Screening of "Postcards"

Postcards was to me a very strange film. It was not like anything that I have seen before, in both good and bad ways. I think the use of backgrounds was both very interesting and a good idea in some situations, as well as a bad in some. When they were driving for example, it was good. It worked, maybe because I am so used to it from other movies. But when they were on the mountain for example and it was a long shot, it was just way to cheesy and it totally broke the 'rhythm' of the movie for me.
The shooting technique aside, the movie wasn't that bad. The story had some interesting points to it. For example, the fact that their relationship breaks down so fast after only a couple weeks apart is interesting. But on the other hand, its not something revolutionary or new. Also, the narration by the director was interesting as well as pretty stupid in my opinion. I did not quite understand what he wanted said with the random comments, about things most people already know, and the silly hat and glasses. Even though I like those kind of glasses.
I guess the film was interesting to me, but not something I would really recommend or watch again.

Wednesday, February 22, 2006

3 Day Investigation (Tamachi Station)

Images I took with my cell phone of Tamachi Station...

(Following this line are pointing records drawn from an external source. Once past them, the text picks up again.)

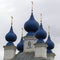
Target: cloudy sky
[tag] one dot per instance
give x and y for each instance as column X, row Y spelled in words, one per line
column 21, row 11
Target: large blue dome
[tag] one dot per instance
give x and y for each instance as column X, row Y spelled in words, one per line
column 31, row 25
column 41, row 33
column 11, row 36
column 20, row 45
column 50, row 43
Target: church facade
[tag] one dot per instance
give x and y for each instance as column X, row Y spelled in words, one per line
column 32, row 46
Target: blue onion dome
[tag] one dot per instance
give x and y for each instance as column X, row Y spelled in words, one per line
column 20, row 45
column 49, row 43
column 11, row 36
column 31, row 25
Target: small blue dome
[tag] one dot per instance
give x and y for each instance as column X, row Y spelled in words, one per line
column 49, row 43
column 31, row 25
column 41, row 33
column 20, row 45
column 11, row 36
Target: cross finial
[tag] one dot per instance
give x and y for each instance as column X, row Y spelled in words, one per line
column 32, row 7
column 22, row 32
column 48, row 30
column 11, row 20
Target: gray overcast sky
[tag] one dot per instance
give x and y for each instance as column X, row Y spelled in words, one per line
column 21, row 10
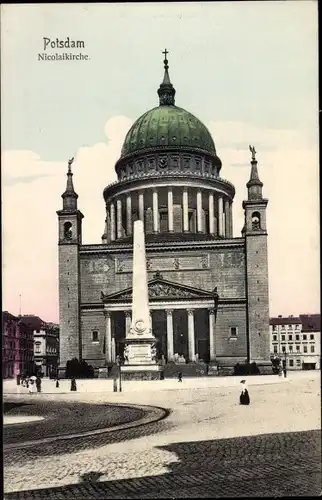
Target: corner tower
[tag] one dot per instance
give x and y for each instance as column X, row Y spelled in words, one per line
column 255, row 233
column 69, row 241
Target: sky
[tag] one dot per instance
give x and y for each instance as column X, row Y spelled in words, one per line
column 248, row 70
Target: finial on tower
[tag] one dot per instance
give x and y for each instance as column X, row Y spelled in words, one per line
column 165, row 61
column 69, row 196
column 254, row 185
column 252, row 150
column 166, row 91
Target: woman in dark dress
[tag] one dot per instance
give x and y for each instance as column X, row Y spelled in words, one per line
column 73, row 386
column 244, row 398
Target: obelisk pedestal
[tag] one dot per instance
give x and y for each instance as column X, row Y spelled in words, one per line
column 140, row 343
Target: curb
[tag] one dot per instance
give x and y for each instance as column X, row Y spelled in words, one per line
column 155, row 414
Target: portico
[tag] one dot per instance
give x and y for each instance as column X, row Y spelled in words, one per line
column 182, row 321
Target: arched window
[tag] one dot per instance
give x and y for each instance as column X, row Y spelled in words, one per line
column 256, row 221
column 67, row 230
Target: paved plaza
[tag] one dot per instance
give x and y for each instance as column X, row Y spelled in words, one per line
column 208, row 446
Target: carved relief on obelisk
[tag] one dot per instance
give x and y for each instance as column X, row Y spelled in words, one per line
column 141, row 324
column 139, row 346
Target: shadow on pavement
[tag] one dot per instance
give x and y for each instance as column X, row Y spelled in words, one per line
column 286, row 464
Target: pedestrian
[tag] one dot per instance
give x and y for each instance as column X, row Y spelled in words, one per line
column 244, row 398
column 38, row 383
column 30, row 385
column 73, row 386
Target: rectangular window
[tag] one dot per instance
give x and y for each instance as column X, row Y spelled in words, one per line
column 164, row 222
column 233, row 331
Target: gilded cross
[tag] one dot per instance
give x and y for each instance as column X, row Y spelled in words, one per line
column 165, row 52
column 70, row 162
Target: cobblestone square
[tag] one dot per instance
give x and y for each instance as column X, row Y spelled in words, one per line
column 208, row 446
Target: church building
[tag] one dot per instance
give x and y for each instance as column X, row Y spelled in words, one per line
column 208, row 290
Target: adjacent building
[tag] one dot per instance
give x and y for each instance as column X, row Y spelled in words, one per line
column 297, row 340
column 17, row 346
column 45, row 344
column 208, row 290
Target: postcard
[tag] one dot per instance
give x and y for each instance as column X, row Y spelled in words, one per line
column 160, row 227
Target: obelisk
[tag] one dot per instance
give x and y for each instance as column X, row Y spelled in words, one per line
column 140, row 325
column 140, row 347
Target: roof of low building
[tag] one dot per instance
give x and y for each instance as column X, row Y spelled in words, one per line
column 285, row 320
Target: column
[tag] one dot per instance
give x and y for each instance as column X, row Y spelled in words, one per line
column 227, row 220
column 199, row 210
column 128, row 319
column 141, row 206
column 170, row 346
column 108, row 337
column 128, row 215
column 211, row 213
column 191, row 335
column 155, row 211
column 185, row 210
column 231, row 219
column 113, row 350
column 220, row 216
column 119, row 217
column 170, row 209
column 212, row 340
column 112, row 217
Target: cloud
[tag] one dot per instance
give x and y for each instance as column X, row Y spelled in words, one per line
column 288, row 167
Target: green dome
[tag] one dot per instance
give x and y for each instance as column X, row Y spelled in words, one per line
column 167, row 126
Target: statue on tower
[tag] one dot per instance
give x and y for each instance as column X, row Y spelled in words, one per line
column 70, row 162
column 253, row 151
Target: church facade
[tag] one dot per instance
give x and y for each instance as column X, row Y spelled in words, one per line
column 208, row 290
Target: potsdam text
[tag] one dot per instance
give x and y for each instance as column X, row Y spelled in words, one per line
column 66, row 43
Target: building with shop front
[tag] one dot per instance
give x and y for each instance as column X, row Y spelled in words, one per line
column 45, row 344
column 17, row 346
column 208, row 290
column 297, row 340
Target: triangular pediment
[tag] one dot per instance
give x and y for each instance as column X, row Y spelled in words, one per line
column 161, row 289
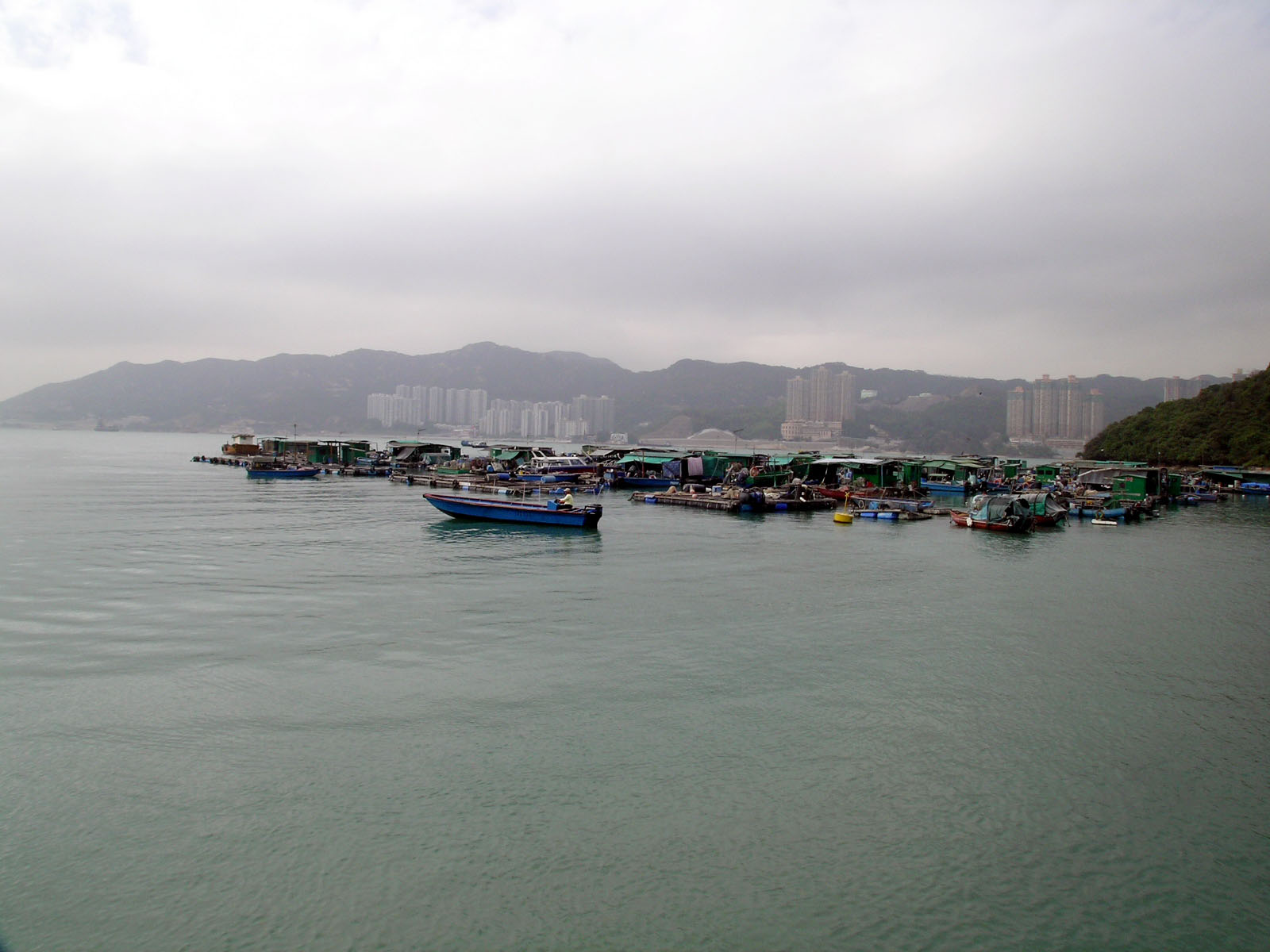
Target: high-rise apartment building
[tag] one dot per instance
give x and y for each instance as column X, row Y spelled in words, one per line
column 1053, row 412
column 816, row 408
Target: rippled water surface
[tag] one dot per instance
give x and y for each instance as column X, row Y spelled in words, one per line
column 323, row 716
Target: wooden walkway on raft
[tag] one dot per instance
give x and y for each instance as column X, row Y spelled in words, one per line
column 732, row 505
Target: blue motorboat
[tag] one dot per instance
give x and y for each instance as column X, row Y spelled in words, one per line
column 584, row 517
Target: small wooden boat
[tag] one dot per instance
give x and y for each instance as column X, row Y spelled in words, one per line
column 526, row 513
column 279, row 471
column 996, row 514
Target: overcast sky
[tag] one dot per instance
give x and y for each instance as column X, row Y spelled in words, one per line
column 995, row 190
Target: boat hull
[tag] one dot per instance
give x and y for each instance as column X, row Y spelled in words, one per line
column 1015, row 526
column 524, row 513
column 304, row 473
column 946, row 488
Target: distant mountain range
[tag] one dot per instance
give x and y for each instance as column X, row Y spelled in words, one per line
column 328, row 393
column 1225, row 425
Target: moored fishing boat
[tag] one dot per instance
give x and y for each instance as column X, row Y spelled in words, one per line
column 281, row 471
column 996, row 514
column 1045, row 508
column 584, row 517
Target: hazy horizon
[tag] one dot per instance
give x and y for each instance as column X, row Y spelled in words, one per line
column 983, row 190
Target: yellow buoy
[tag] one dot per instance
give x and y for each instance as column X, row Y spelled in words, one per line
column 845, row 517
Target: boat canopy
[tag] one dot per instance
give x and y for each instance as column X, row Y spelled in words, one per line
column 996, row 507
column 651, row 459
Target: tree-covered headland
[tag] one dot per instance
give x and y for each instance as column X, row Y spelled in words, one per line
column 1227, row 424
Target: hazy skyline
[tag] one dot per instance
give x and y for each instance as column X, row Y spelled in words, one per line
column 997, row 190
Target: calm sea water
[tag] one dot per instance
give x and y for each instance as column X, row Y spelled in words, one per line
column 323, row 716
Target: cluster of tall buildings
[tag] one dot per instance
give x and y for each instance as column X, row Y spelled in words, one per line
column 460, row 406
column 817, row 406
column 1054, row 412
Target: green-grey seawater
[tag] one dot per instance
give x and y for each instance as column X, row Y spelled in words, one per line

I did my three-day investigation at Tamchi Station in central Tokyo. There are two lines that go in to the station where I did my observations; Yamanote, and Kehin-Tohoku. Yamanote line runs all the way around central Tokyo and Kehin-Tohoku line goes all the way out to Ofuna, around an hour outside central Tokyo. Therefore I thought there was going to be a good mix of people to observe. But I was wrong.
The first day I was there I simply stood in the middle of the station and looked at people that came through. This was when afternoon rush hour was getting started about 4 pm. I fast realized that the crowd that comes through the station is not as diverse as I hoped it would be. I soon realized that the people were almost exclusively businesses men and women mix with some student here and there. Even the second time I was observing at the station I saw almost no change, and this was around noon.
After thinking about my observations I realize that what I kept seeing at Tamachi station makes perfect sense. All around this station is high office buildings. The only other places one can find is the small convenient stores and Izkaya’s (Japanese type of restaurant / drinking place) for the business men to get drunk in after work. This is also the only other change I saw when I observed the station later in the evening, around 10, there is simply more drunk people. I guess the students that I saw may have come from Keio Univ. that is not that far from the station. I also know that there are more schools below Univ. level but I don’t know their names.
Finally, I guess that I did learn a little more about Tamachi station but nothing that really excites me. I guess it does its job as a station; it is not a place you would want to stay for a long time. (My interview, that will be available on here soon, reviles that I am not the only one to think this way.)